According to Mr Simpson the allegations made by Mr McShane had been "embraced" in an attempt to criticise Mr Jackson - but without any supporting evidence.

Instead, he said, proceedings had been distorted in an attempt to construct a case against the council .

"Unfounded allegations made in court are protected by absolute privilege," he pointed out.

"But it behoves those who make them to take some care that there's some evidential basis for them, and there's no evidential basis for them at all."

Counsel for Mr Allister pointed out that Mr Jackson and other interested parties only became drawn into the case due to Mr McShane's unforeseen intervention midway through the case.

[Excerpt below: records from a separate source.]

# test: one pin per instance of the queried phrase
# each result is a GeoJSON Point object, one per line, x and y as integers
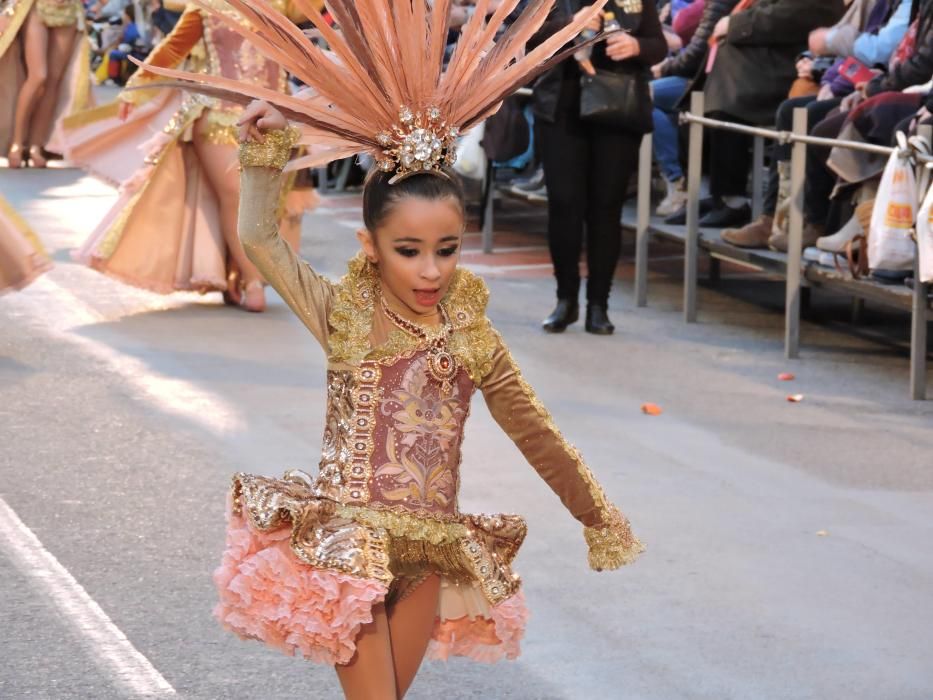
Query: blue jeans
{"type": "Point", "coordinates": [667, 93]}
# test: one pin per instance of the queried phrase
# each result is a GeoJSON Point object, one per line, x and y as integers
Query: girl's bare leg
{"type": "Point", "coordinates": [60, 45]}
{"type": "Point", "coordinates": [411, 622]}
{"type": "Point", "coordinates": [222, 169]}
{"type": "Point", "coordinates": [35, 46]}
{"type": "Point", "coordinates": [370, 675]}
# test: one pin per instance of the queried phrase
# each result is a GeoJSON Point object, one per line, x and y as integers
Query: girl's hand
{"type": "Point", "coordinates": [594, 24]}
{"type": "Point", "coordinates": [257, 116]}
{"type": "Point", "coordinates": [622, 46]}
{"type": "Point", "coordinates": [124, 110]}
{"type": "Point", "coordinates": [805, 68]}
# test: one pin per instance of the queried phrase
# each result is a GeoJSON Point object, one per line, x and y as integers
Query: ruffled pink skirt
{"type": "Point", "coordinates": [267, 594]}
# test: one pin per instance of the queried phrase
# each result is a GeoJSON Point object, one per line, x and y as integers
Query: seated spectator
{"type": "Point", "coordinates": [752, 71]}
{"type": "Point", "coordinates": [115, 66]}
{"type": "Point", "coordinates": [672, 77]}
{"type": "Point", "coordinates": [885, 26]}
{"type": "Point", "coordinates": [106, 10]}
{"type": "Point", "coordinates": [880, 103]}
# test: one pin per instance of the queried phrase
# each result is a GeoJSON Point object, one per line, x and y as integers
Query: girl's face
{"type": "Point", "coordinates": [417, 247]}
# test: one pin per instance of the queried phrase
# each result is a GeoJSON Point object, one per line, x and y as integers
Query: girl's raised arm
{"type": "Point", "coordinates": [307, 293]}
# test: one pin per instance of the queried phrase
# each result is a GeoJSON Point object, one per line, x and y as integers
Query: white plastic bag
{"type": "Point", "coordinates": [925, 237]}
{"type": "Point", "coordinates": [471, 158]}
{"type": "Point", "coordinates": [890, 245]}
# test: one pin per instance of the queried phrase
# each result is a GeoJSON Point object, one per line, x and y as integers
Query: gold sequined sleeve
{"type": "Point", "coordinates": [169, 52]}
{"type": "Point", "coordinates": [527, 422]}
{"type": "Point", "coordinates": [308, 294]}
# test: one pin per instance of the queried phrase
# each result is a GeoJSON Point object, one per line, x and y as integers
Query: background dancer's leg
{"type": "Point", "coordinates": [35, 54]}
{"type": "Point", "coordinates": [61, 41]}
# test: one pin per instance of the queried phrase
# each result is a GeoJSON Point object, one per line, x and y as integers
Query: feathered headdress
{"type": "Point", "coordinates": [382, 88]}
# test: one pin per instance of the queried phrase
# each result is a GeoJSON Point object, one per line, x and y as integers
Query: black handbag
{"type": "Point", "coordinates": [620, 100]}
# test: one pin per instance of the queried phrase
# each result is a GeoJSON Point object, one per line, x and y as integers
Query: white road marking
{"type": "Point", "coordinates": [115, 653]}
{"type": "Point", "coordinates": [61, 312]}
{"type": "Point", "coordinates": [504, 269]}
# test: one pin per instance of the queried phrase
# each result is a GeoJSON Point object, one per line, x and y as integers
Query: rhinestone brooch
{"type": "Point", "coordinates": [419, 141]}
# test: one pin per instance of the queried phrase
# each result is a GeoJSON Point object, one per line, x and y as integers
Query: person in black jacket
{"type": "Point", "coordinates": [752, 74]}
{"type": "Point", "coordinates": [672, 77]}
{"type": "Point", "coordinates": [587, 166]}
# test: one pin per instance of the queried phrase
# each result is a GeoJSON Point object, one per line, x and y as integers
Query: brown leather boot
{"type": "Point", "coordinates": [753, 235]}
{"type": "Point", "coordinates": [811, 232]}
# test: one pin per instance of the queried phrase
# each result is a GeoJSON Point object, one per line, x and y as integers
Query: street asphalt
{"type": "Point", "coordinates": [788, 544]}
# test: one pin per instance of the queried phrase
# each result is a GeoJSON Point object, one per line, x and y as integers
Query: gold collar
{"type": "Point", "coordinates": [351, 320]}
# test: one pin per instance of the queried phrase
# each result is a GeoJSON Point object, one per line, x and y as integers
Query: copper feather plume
{"type": "Point", "coordinates": [388, 56]}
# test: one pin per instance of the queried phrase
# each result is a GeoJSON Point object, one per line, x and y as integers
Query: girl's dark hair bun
{"type": "Point", "coordinates": [379, 196]}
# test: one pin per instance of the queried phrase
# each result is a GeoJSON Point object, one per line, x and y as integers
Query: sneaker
{"type": "Point", "coordinates": [675, 199]}
{"type": "Point", "coordinates": [538, 195]}
{"type": "Point", "coordinates": [837, 242]}
{"type": "Point", "coordinates": [827, 259]}
{"type": "Point", "coordinates": [522, 186]}
{"type": "Point", "coordinates": [812, 254]}
{"type": "Point", "coordinates": [811, 233]}
{"type": "Point", "coordinates": [753, 235]}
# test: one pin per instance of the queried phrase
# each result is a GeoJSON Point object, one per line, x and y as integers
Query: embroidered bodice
{"type": "Point", "coordinates": [394, 422]}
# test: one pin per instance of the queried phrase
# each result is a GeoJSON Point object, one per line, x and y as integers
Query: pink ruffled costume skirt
{"type": "Point", "coordinates": [302, 574]}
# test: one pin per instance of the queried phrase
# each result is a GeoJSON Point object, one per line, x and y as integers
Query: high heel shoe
{"type": "Point", "coordinates": [14, 157]}
{"type": "Point", "coordinates": [254, 297]}
{"type": "Point", "coordinates": [233, 294]}
{"type": "Point", "coordinates": [36, 158]}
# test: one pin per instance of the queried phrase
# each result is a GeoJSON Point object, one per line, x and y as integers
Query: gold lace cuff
{"type": "Point", "coordinates": [612, 545]}
{"type": "Point", "coordinates": [273, 152]}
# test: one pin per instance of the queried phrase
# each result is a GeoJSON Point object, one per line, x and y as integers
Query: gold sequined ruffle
{"type": "Point", "coordinates": [272, 152]}
{"type": "Point", "coordinates": [382, 545]}
{"type": "Point", "coordinates": [612, 545]}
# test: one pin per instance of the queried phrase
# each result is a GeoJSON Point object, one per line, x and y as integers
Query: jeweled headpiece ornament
{"type": "Point", "coordinates": [382, 87]}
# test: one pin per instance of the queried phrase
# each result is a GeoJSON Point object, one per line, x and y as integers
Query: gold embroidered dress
{"type": "Point", "coordinates": [307, 558]}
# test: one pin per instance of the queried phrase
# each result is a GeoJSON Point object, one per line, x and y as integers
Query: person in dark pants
{"type": "Point", "coordinates": [587, 167]}
{"type": "Point", "coordinates": [751, 75]}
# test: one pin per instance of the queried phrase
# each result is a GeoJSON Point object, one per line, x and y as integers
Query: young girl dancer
{"type": "Point", "coordinates": [22, 257]}
{"type": "Point", "coordinates": [174, 225]}
{"type": "Point", "coordinates": [371, 565]}
{"type": "Point", "coordinates": [44, 73]}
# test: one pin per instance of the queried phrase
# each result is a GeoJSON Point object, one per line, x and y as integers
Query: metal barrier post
{"type": "Point", "coordinates": [920, 305]}
{"type": "Point", "coordinates": [642, 235]}
{"type": "Point", "coordinates": [691, 247]}
{"type": "Point", "coordinates": [488, 204]}
{"type": "Point", "coordinates": [795, 239]}
{"type": "Point", "coordinates": [758, 164]}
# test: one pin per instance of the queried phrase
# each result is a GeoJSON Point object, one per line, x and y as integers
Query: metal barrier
{"type": "Point", "coordinates": [798, 275]}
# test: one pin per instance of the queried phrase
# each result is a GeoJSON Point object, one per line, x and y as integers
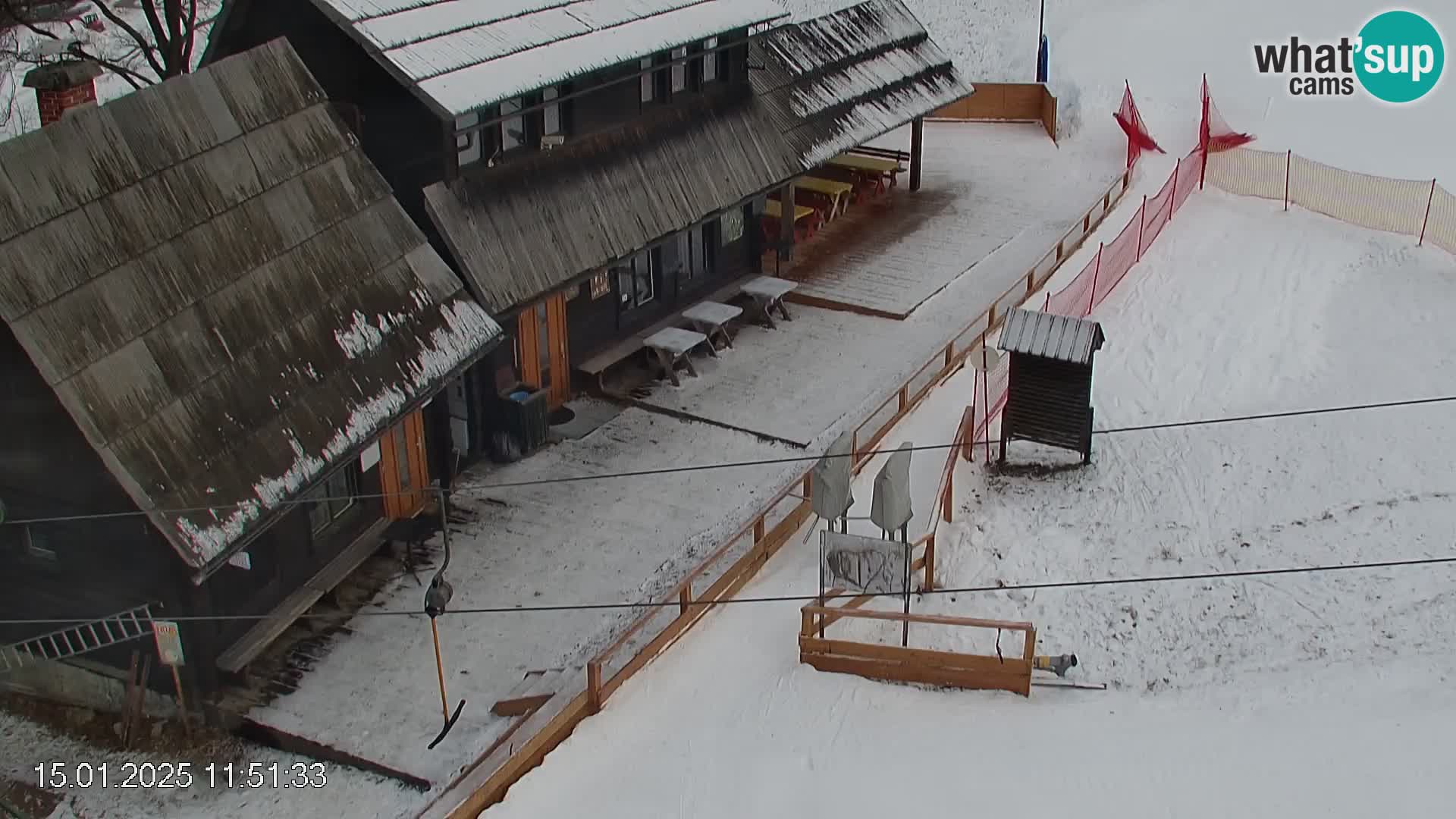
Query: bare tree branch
{"type": "Point", "coordinates": [147, 50]}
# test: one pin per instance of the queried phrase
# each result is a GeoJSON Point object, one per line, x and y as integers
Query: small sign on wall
{"type": "Point", "coordinates": [169, 642]}
{"type": "Point", "coordinates": [369, 458]}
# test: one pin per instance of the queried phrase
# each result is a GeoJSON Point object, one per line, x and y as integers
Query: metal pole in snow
{"type": "Point", "coordinates": [1289, 162]}
{"type": "Point", "coordinates": [1097, 268]}
{"type": "Point", "coordinates": [1429, 200]}
{"type": "Point", "coordinates": [1142, 215]}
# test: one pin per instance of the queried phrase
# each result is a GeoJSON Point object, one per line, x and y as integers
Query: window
{"type": "Point", "coordinates": [647, 80]}
{"type": "Point", "coordinates": [468, 145]}
{"type": "Point", "coordinates": [730, 226]}
{"type": "Point", "coordinates": [38, 545]}
{"type": "Point", "coordinates": [513, 129]}
{"type": "Point", "coordinates": [711, 60]}
{"type": "Point", "coordinates": [679, 71]}
{"type": "Point", "coordinates": [331, 499]}
{"type": "Point", "coordinates": [637, 281]}
{"type": "Point", "coordinates": [551, 115]}
{"type": "Point", "coordinates": [676, 259]}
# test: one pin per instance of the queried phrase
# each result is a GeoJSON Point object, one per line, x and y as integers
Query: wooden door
{"type": "Point", "coordinates": [541, 344]}
{"type": "Point", "coordinates": [403, 469]}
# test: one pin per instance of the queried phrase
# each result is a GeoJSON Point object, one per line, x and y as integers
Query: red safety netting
{"type": "Point", "coordinates": [1215, 133]}
{"type": "Point", "coordinates": [1131, 124]}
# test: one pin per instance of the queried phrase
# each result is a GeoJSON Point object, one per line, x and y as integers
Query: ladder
{"type": "Point", "coordinates": [80, 639]}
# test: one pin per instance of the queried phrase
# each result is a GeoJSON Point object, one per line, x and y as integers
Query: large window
{"type": "Point", "coordinates": [513, 129]}
{"type": "Point", "coordinates": [730, 226]}
{"type": "Point", "coordinates": [711, 60]}
{"type": "Point", "coordinates": [647, 80]}
{"type": "Point", "coordinates": [329, 500]}
{"type": "Point", "coordinates": [637, 283]}
{"type": "Point", "coordinates": [679, 71]}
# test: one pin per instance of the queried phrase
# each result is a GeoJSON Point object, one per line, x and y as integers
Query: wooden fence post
{"type": "Point", "coordinates": [595, 686]}
{"type": "Point", "coordinates": [1142, 213]}
{"type": "Point", "coordinates": [1289, 162]}
{"type": "Point", "coordinates": [1097, 268]}
{"type": "Point", "coordinates": [1429, 200]}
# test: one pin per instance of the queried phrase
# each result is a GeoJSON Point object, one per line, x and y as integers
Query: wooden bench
{"type": "Point", "coordinates": [253, 643]}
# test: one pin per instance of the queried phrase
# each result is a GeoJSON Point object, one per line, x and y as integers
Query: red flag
{"type": "Point", "coordinates": [1131, 124]}
{"type": "Point", "coordinates": [1215, 133]}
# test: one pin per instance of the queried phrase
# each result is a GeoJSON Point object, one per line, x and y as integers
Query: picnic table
{"type": "Point", "coordinates": [672, 346]}
{"type": "Point", "coordinates": [870, 167]}
{"type": "Point", "coordinates": [712, 318]}
{"type": "Point", "coordinates": [835, 191]}
{"type": "Point", "coordinates": [767, 293]}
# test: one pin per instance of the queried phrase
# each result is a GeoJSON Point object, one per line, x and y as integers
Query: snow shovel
{"type": "Point", "coordinates": [437, 596]}
{"type": "Point", "coordinates": [444, 701]}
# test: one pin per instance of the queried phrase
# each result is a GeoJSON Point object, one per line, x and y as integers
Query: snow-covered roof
{"type": "Point", "coordinates": [1049, 335]}
{"type": "Point", "coordinates": [223, 292]}
{"type": "Point", "coordinates": [466, 55]}
{"type": "Point", "coordinates": [845, 77]}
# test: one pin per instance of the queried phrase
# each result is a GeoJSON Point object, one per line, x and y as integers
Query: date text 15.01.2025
{"type": "Point", "coordinates": [182, 776]}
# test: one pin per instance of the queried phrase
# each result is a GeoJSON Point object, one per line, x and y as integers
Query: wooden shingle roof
{"type": "Point", "coordinates": [223, 292]}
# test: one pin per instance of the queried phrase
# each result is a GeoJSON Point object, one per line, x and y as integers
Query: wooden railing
{"type": "Point", "coordinates": [723, 573]}
{"type": "Point", "coordinates": [896, 664]}
{"type": "Point", "coordinates": [1005, 102]}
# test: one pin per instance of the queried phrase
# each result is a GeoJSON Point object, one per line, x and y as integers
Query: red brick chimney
{"type": "Point", "coordinates": [61, 86]}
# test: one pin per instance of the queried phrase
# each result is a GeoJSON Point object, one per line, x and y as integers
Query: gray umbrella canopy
{"type": "Point", "coordinates": [829, 483]}
{"type": "Point", "coordinates": [892, 504]}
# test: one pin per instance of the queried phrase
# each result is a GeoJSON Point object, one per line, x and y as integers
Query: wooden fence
{"type": "Point", "coordinates": [1005, 102]}
{"type": "Point", "coordinates": [739, 558]}
{"type": "Point", "coordinates": [894, 664]}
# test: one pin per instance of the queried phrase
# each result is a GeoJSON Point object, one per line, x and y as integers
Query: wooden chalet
{"type": "Point", "coordinates": [221, 337]}
{"type": "Point", "coordinates": [595, 167]}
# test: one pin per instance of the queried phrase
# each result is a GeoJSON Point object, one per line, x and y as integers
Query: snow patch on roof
{"type": "Point", "coordinates": [466, 330]}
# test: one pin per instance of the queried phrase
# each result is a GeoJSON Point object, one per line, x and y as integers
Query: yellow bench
{"type": "Point", "coordinates": [837, 193]}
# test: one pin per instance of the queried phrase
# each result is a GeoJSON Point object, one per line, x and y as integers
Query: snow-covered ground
{"type": "Point", "coordinates": [1310, 695]}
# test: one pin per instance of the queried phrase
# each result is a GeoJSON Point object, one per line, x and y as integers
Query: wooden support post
{"type": "Point", "coordinates": [1429, 200]}
{"type": "Point", "coordinates": [786, 222]}
{"type": "Point", "coordinates": [187, 723]}
{"type": "Point", "coordinates": [916, 150]}
{"type": "Point", "coordinates": [929, 563]}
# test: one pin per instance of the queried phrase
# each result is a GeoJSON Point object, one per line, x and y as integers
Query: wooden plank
{"type": "Point", "coordinates": [294, 605]}
{"type": "Point", "coordinates": [1015, 681]}
{"type": "Point", "coordinates": [938, 620]}
{"type": "Point", "coordinates": [981, 664]}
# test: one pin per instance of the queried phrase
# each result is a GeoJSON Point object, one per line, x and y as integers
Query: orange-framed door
{"type": "Point", "coordinates": [403, 468]}
{"type": "Point", "coordinates": [541, 344]}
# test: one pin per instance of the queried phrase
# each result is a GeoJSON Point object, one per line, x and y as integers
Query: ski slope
{"type": "Point", "coordinates": [1291, 695]}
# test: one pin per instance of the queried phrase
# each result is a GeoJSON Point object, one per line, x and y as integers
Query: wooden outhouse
{"type": "Point", "coordinates": [1050, 381]}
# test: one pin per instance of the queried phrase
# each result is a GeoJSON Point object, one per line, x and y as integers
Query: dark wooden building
{"type": "Point", "coordinates": [220, 333]}
{"type": "Point", "coordinates": [595, 167]}
{"type": "Point", "coordinates": [1049, 395]}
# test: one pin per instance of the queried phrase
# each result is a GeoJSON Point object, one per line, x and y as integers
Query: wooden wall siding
{"type": "Point", "coordinates": [842, 79]}
{"type": "Point", "coordinates": [529, 228]}
{"type": "Point", "coordinates": [1050, 401]}
{"type": "Point", "coordinates": [226, 306]}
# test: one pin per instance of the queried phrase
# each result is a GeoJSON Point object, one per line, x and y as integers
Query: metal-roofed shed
{"type": "Point", "coordinates": [1049, 395]}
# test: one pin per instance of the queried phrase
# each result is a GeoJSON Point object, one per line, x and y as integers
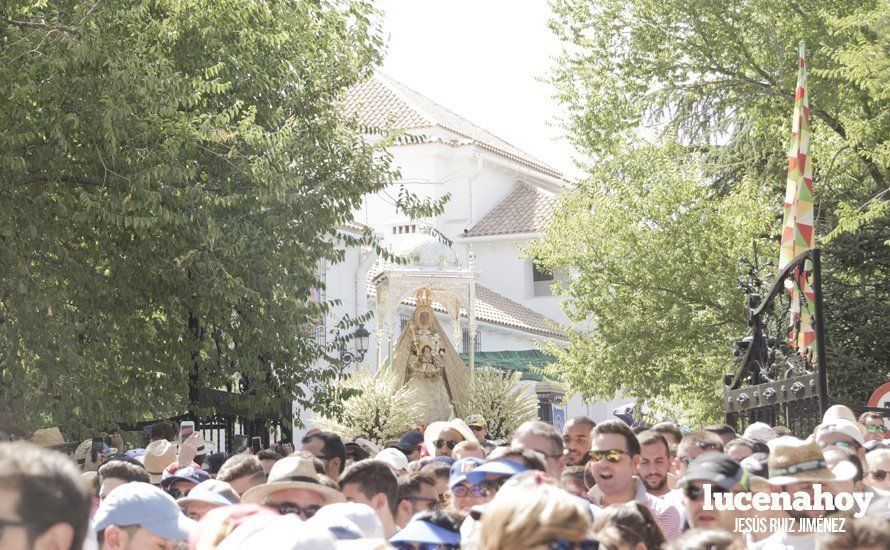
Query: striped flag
{"type": "Point", "coordinates": [797, 226]}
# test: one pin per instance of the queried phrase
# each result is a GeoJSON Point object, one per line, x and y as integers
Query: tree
{"type": "Point", "coordinates": [703, 91]}
{"type": "Point", "coordinates": [171, 174]}
{"type": "Point", "coordinates": [501, 398]}
{"type": "Point", "coordinates": [376, 406]}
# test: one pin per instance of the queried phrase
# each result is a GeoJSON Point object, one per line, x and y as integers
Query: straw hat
{"type": "Point", "coordinates": [158, 455]}
{"type": "Point", "coordinates": [797, 461]}
{"type": "Point", "coordinates": [49, 438]}
{"type": "Point", "coordinates": [434, 430]}
{"type": "Point", "coordinates": [292, 472]}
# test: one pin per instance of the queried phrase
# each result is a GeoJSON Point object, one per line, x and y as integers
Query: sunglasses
{"type": "Point", "coordinates": [176, 493]}
{"type": "Point", "coordinates": [573, 545]}
{"type": "Point", "coordinates": [431, 503]}
{"type": "Point", "coordinates": [611, 455]}
{"type": "Point", "coordinates": [285, 508]}
{"type": "Point", "coordinates": [879, 475]}
{"type": "Point", "coordinates": [475, 490]}
{"type": "Point", "coordinates": [423, 546]}
{"type": "Point", "coordinates": [693, 492]}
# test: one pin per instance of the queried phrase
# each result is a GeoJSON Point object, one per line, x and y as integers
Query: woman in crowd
{"type": "Point", "coordinates": [628, 527]}
{"type": "Point", "coordinates": [532, 512]}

She also disputed any suggestion of an alleged conspiracy theory, stressing that no such reference featured in her client's challenge.

The case centres on plans for a 120-bedroom four-star hotel, spa, holiday cottages, conference facilities and restaurant being built on the Ballyreagh Road, beside the North West 200 paddock.

Permission was first given in June 2017, but withdrawn after Mr Allister initially threatened legal action.

The TUV leader recommenced proceedings when Council representatives passed the planning application for a second time last year.

His legal team claim the environmental screening process for the proposed coastal location was flawed.

They also contend that the Council used the wrong criteria, and should have considered the application under a policy for a larger-scale tourism attraction.

Reserving judgment following protracted legal arguments, Mr Justice McCloskey pledged to deliver his verdict by the autumn.